Smell is so important for mating. As we humans evolved from animals for which chemical signals play a dominant role in controlling mating behavior, from signaling rutting season to triggering the actual act. The way how pheromones, the fragrances that we ooze, actually control our sexual behavior is not yet well understood. We know that humans since time immemorial have tried to override this control by various perfumes.
What is well known already about this pheromone system is that woman are particularly good at sniffing out kinship. A woman can smell if her genes are similar to that of a man and she feels the more attracted the more the man’s genes are unlike her’s. This phenomenon is evolutionary explained. Children of parents with different genes are more likely to be healthy.
Based on that knowledge some men developed the so called T-shirt test: See your favored girl after heavy physical exercise without having changed your T-shirt. If she doesn’t turn away disgustingly or if she even becomes excited, you have a good chance to have good sex with her.
Back to our dating websites, there is no need to mention that smelling out each other is impossible in the first place, but that smell is so important has to be kept in mind when first dating personally. It may cause unexpected frustration in a couple.
Gestures are important in so many respects. They are are an essential component of communication. We call it averbal communication. About 80% of our communication goes averbally, at least when we see each other. There are people who are exceptionally good at averbal communication. Often those haven’t developed a more sophisticated method of verbal or written communication. That’s to their great disadvantage on dating websites. That’s their major cause of frustration. There is no way out save learning written communication 🙂
An other aspect of gestures I’d like to mention here it is the aspect of symbolizing. There is a wide variety of gestures that signal physical and social well-being, social status even.
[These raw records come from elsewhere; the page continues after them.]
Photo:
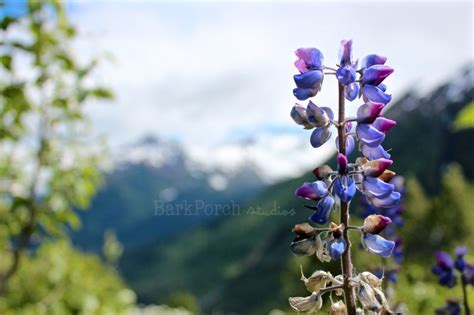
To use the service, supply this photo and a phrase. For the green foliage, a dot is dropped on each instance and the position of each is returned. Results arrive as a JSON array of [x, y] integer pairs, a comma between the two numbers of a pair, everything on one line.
[[185, 300], [465, 118], [49, 167], [57, 279]]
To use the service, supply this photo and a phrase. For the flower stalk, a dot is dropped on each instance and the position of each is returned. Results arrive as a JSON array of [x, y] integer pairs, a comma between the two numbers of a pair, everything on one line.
[[346, 263], [368, 174]]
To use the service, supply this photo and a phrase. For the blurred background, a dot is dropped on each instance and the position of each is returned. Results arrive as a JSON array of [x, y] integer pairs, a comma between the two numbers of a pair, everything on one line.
[[148, 160]]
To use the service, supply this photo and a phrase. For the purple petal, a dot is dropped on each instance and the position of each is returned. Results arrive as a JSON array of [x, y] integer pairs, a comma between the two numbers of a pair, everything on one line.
[[373, 153], [460, 250], [323, 210], [336, 248], [312, 191], [374, 94], [308, 84], [376, 188], [375, 223], [352, 90], [384, 124], [319, 137], [346, 75], [304, 247], [376, 74], [345, 52], [369, 135], [376, 244], [367, 113], [375, 168], [387, 202], [317, 116], [350, 144], [329, 112], [373, 59], [345, 188], [309, 59]]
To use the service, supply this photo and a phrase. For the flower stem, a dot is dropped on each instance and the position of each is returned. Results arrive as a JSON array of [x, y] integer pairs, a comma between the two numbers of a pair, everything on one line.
[[467, 309], [346, 262]]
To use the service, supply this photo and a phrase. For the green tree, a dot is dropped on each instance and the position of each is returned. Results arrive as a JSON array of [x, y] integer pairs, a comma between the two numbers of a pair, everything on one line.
[[49, 166]]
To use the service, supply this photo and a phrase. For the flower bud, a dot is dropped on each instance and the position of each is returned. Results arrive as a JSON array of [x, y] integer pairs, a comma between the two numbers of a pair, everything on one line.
[[317, 116], [304, 230], [387, 176], [312, 191], [384, 124], [375, 74], [303, 246], [316, 281], [373, 59], [338, 308], [342, 163]]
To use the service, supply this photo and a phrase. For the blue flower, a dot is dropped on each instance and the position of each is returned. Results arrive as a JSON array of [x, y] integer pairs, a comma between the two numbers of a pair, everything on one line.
[[345, 188], [319, 117], [378, 245], [310, 79], [312, 191], [373, 73]]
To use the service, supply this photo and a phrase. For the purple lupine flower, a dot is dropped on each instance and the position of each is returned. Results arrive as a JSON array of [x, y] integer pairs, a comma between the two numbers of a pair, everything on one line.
[[317, 191], [371, 60], [374, 72], [310, 79], [378, 245], [444, 269], [346, 73], [336, 248], [312, 191], [450, 308], [298, 113], [375, 223], [344, 185], [375, 168], [368, 112]]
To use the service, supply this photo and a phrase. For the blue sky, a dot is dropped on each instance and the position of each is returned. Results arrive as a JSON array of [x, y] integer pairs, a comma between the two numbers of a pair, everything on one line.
[[207, 74]]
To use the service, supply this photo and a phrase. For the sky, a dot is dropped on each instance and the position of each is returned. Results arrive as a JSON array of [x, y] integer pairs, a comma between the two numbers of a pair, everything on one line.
[[214, 75]]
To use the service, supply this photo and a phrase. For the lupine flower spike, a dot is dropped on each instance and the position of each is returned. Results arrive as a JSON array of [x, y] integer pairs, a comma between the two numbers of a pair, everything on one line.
[[333, 190]]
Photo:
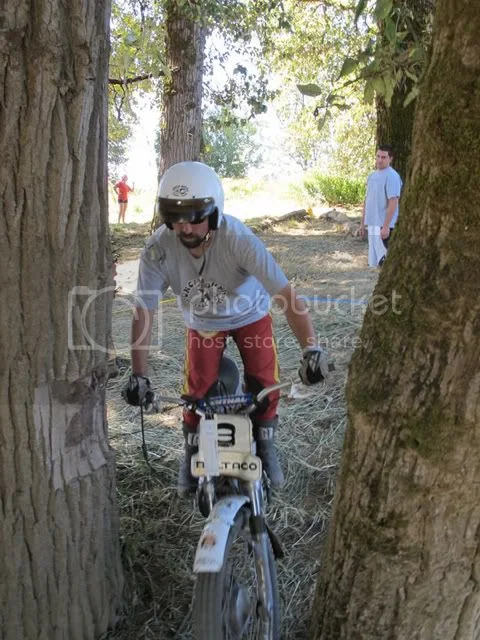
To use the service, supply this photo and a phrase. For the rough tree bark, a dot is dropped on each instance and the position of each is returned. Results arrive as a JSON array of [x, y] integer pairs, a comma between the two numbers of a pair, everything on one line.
[[395, 121], [181, 132], [403, 557], [181, 120], [60, 574]]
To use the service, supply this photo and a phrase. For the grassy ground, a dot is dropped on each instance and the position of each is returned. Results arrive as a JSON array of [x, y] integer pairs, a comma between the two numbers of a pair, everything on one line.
[[160, 532]]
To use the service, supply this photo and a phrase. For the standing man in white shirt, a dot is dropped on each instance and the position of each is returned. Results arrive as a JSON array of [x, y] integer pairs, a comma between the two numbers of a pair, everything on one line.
[[380, 209]]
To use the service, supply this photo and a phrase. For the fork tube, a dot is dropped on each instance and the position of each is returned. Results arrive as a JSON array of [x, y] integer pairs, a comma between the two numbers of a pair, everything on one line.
[[260, 551]]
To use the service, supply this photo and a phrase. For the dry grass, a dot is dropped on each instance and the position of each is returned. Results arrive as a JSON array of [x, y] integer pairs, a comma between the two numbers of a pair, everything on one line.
[[160, 532]]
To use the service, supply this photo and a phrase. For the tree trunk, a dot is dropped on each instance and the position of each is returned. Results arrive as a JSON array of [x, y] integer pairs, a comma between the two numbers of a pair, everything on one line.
[[181, 130], [395, 121], [59, 549], [403, 558]]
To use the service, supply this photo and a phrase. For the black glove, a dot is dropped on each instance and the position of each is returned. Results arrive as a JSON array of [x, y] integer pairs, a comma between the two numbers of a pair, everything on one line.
[[138, 392], [314, 366]]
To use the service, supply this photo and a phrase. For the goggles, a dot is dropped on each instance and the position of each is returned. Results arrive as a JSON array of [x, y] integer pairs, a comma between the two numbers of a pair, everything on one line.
[[185, 211]]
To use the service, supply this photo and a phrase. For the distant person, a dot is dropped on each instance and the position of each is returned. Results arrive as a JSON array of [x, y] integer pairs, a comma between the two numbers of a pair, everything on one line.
[[380, 209], [122, 189]]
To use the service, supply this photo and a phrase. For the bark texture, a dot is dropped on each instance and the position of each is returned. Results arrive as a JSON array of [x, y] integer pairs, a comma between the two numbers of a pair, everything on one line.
[[181, 132], [395, 121], [403, 557], [60, 575]]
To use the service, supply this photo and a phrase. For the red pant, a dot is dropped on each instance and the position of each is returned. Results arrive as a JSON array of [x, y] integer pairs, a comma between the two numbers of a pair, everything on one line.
[[257, 348]]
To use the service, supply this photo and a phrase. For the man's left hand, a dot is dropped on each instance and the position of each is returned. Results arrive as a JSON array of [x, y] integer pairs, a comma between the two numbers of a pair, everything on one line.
[[313, 366]]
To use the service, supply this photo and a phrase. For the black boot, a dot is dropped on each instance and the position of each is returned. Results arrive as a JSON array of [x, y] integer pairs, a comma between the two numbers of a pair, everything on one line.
[[264, 435], [186, 483]]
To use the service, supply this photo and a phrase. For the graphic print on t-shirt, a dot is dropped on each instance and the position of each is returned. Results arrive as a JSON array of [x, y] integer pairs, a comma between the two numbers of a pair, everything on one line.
[[201, 295]]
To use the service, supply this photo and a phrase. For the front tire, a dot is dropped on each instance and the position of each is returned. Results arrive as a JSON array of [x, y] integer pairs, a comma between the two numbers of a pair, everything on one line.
[[227, 604]]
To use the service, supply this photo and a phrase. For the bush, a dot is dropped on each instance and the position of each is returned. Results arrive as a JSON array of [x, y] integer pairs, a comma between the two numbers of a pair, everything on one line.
[[334, 189]]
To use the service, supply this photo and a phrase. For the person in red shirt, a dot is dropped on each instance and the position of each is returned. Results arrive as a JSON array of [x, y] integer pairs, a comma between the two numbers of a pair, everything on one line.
[[122, 189]]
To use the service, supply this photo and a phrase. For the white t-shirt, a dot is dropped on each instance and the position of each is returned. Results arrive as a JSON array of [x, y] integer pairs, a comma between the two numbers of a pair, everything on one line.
[[227, 288], [382, 184]]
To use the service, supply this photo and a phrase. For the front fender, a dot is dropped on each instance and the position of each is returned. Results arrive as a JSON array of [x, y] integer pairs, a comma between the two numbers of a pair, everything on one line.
[[212, 543]]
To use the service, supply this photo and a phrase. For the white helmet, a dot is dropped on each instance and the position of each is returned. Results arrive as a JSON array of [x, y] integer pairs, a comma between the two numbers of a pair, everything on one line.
[[190, 192]]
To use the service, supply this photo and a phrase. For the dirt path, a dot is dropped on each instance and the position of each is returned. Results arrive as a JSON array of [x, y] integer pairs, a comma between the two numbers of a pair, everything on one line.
[[160, 532]]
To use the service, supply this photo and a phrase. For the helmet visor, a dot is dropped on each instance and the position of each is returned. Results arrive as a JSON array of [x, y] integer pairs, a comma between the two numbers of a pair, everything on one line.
[[182, 211]]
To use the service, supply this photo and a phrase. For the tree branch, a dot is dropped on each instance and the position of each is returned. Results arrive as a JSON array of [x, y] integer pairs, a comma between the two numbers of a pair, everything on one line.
[[126, 81]]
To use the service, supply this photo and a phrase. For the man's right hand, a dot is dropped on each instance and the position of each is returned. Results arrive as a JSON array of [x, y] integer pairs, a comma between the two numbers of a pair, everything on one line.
[[138, 392]]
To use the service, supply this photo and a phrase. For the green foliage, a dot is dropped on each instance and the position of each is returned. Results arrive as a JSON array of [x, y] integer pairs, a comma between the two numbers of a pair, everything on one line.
[[334, 189], [229, 145], [319, 48]]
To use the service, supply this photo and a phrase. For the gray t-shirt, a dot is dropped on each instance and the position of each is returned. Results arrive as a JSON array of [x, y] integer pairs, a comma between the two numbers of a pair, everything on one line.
[[382, 184], [227, 288]]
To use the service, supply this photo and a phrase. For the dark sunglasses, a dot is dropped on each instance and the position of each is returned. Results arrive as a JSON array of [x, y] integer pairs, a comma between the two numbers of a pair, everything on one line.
[[186, 211]]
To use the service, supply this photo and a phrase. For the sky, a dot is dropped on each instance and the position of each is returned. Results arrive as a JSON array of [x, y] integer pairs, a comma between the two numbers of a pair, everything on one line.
[[141, 166]]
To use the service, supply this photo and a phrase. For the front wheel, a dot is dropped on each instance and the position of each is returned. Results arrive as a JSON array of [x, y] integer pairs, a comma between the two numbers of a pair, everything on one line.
[[241, 600]]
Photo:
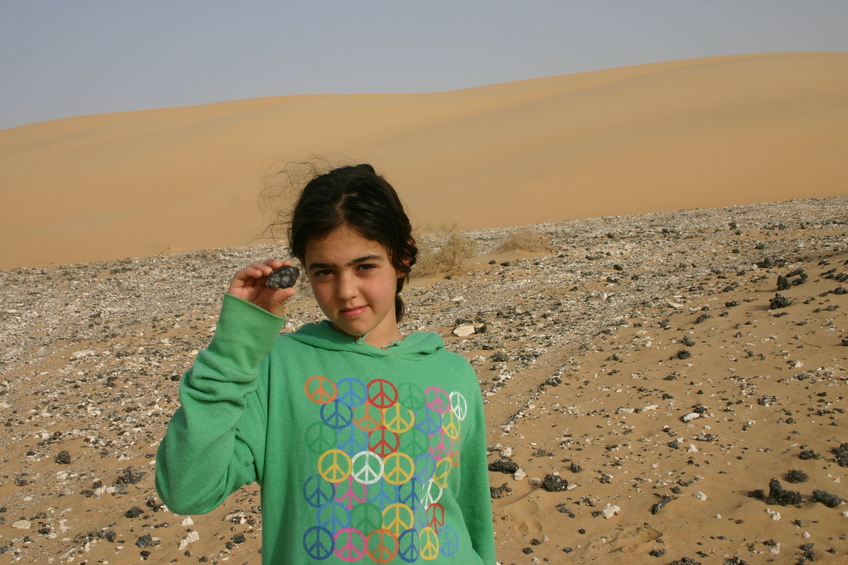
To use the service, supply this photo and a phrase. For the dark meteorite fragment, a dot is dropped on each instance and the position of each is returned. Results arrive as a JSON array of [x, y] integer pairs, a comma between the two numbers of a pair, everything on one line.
[[783, 497], [796, 476], [830, 500], [284, 277], [553, 483], [501, 466]]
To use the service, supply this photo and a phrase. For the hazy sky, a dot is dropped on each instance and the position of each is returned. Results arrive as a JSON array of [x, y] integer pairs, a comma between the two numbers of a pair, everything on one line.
[[75, 57]]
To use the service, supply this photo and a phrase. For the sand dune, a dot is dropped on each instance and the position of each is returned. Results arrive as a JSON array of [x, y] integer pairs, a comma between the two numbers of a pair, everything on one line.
[[681, 134]]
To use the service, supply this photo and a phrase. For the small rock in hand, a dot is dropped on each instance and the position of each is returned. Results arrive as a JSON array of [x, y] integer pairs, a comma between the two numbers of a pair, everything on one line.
[[284, 277]]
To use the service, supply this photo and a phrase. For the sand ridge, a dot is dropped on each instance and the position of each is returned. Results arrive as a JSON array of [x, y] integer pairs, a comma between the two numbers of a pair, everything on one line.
[[665, 136]]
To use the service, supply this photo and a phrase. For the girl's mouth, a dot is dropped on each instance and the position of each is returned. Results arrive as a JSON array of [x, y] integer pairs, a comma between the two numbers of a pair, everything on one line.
[[352, 312]]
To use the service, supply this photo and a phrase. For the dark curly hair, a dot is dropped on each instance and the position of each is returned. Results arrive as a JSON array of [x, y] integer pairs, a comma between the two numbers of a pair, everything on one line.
[[360, 198]]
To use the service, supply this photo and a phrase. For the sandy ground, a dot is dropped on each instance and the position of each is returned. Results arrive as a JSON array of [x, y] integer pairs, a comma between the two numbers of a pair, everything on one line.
[[642, 382], [666, 136]]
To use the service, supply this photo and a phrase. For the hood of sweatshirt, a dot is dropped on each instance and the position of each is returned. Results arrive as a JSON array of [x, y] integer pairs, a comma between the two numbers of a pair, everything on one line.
[[416, 345]]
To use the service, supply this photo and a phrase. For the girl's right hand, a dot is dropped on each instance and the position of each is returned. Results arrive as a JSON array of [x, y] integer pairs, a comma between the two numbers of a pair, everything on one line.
[[249, 284]]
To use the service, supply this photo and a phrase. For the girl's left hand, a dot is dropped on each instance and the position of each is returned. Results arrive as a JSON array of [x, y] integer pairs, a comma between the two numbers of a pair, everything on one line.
[[249, 284]]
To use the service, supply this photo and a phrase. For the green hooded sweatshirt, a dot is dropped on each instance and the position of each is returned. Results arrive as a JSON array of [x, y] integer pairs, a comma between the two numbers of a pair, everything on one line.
[[363, 454]]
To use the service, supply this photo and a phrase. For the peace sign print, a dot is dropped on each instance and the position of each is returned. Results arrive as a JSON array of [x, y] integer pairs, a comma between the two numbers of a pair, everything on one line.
[[383, 442], [459, 406], [398, 419], [382, 545], [439, 445], [320, 390], [352, 440], [436, 516], [437, 399], [351, 544], [425, 466], [398, 468], [367, 417], [336, 415], [382, 394], [397, 518], [411, 395], [353, 494], [428, 544], [318, 492], [443, 469], [334, 465], [428, 420], [450, 424], [352, 392], [334, 516], [367, 467], [318, 543], [408, 545], [366, 517], [408, 493], [449, 541], [431, 493]]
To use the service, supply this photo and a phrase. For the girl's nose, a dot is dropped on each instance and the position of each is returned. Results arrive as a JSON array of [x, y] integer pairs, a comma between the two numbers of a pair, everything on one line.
[[346, 288]]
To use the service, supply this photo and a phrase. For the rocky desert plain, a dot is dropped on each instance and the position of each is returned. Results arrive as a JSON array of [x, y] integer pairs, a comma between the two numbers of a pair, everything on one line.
[[645, 380], [664, 376]]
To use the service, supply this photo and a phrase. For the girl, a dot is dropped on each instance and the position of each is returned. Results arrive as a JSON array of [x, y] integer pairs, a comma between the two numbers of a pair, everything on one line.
[[368, 445]]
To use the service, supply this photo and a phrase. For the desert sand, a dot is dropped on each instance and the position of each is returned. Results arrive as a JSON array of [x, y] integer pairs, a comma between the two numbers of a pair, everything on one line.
[[641, 382], [666, 136], [644, 382]]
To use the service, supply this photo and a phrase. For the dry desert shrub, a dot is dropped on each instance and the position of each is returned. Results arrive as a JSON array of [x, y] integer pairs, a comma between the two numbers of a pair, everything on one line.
[[443, 252], [526, 239]]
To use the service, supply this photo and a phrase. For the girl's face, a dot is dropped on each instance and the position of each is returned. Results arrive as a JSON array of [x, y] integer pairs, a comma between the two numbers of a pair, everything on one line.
[[354, 284]]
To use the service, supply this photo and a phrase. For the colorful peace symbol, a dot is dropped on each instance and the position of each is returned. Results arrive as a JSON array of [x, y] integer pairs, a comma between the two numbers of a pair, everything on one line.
[[411, 396], [352, 440], [366, 517], [351, 392], [334, 465], [425, 466], [436, 516], [351, 544], [437, 399], [430, 493], [367, 417], [336, 415], [382, 545], [320, 390], [428, 420], [408, 545], [382, 494], [458, 405], [366, 467], [428, 542], [398, 518], [318, 543], [449, 541], [439, 445], [398, 419], [408, 492], [398, 468], [451, 424], [382, 394], [443, 469], [383, 442], [317, 491], [334, 516], [352, 494]]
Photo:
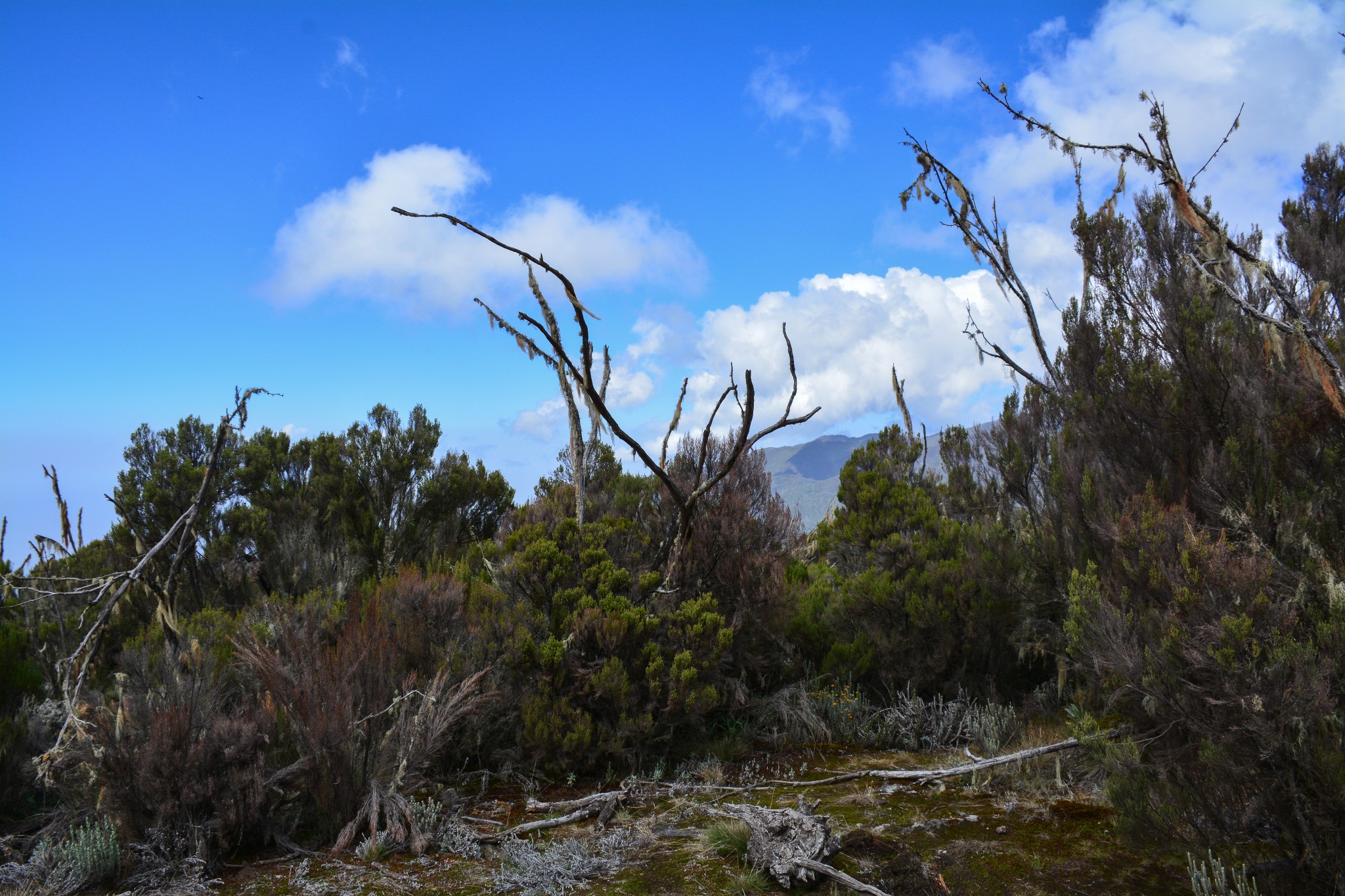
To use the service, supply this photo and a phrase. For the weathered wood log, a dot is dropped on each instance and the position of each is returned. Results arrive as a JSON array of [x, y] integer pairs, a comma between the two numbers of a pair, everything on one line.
[[935, 774], [782, 837], [600, 806], [837, 875], [571, 805]]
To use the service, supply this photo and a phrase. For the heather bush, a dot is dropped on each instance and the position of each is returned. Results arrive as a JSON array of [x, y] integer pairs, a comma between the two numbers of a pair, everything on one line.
[[368, 694], [1225, 675], [87, 856], [182, 752], [557, 867], [906, 594]]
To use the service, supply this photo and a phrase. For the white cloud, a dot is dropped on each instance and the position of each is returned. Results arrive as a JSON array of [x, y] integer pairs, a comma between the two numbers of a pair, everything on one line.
[[848, 332], [937, 72], [541, 422], [347, 241], [628, 387], [347, 56], [780, 97]]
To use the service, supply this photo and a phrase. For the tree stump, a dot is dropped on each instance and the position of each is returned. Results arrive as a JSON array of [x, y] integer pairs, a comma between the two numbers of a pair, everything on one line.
[[783, 836]]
All things considered, messaging through a dating website truncates a quite important part of information so important to evaluate a prospective mating partner.
We now switch to aspects that can even improve by written communication. Not surprisingly these are aspects that have but recently evolved as scripture did.
It is commonplace that intellectual capabilities of a person can be evaluated by written texts. Teachers and professors do it all day long. Not only grammar and spelling but also coherence of thought can be judged.
What has to be kept in mind is that an intelectually satisfying partner doesn’t automatically make neither a good sex partner nor a god husband/father or a good wife/mother.
Social responsibility can be tested by such written contests as asking what resources would be payed for a child in need for medical help, or to save animals, or protect the environment. There are various such programs around and I believe they exist but for the sole purpose to test mutual social responsibility.
Social status is difficult to evaluate anonymously, but it becomes obvious as soon as anonymity is left behind. Til this moment it is kind of an intellectual challenge to query social status and to lay traps for possible lairs.
These conclusions can be drawn:
- The more intelligent the more prospective mating partners will profit from website dating.
- A quite successful dating website relationship may not last in real life.
- The best place to find a partner for successful mating is at work.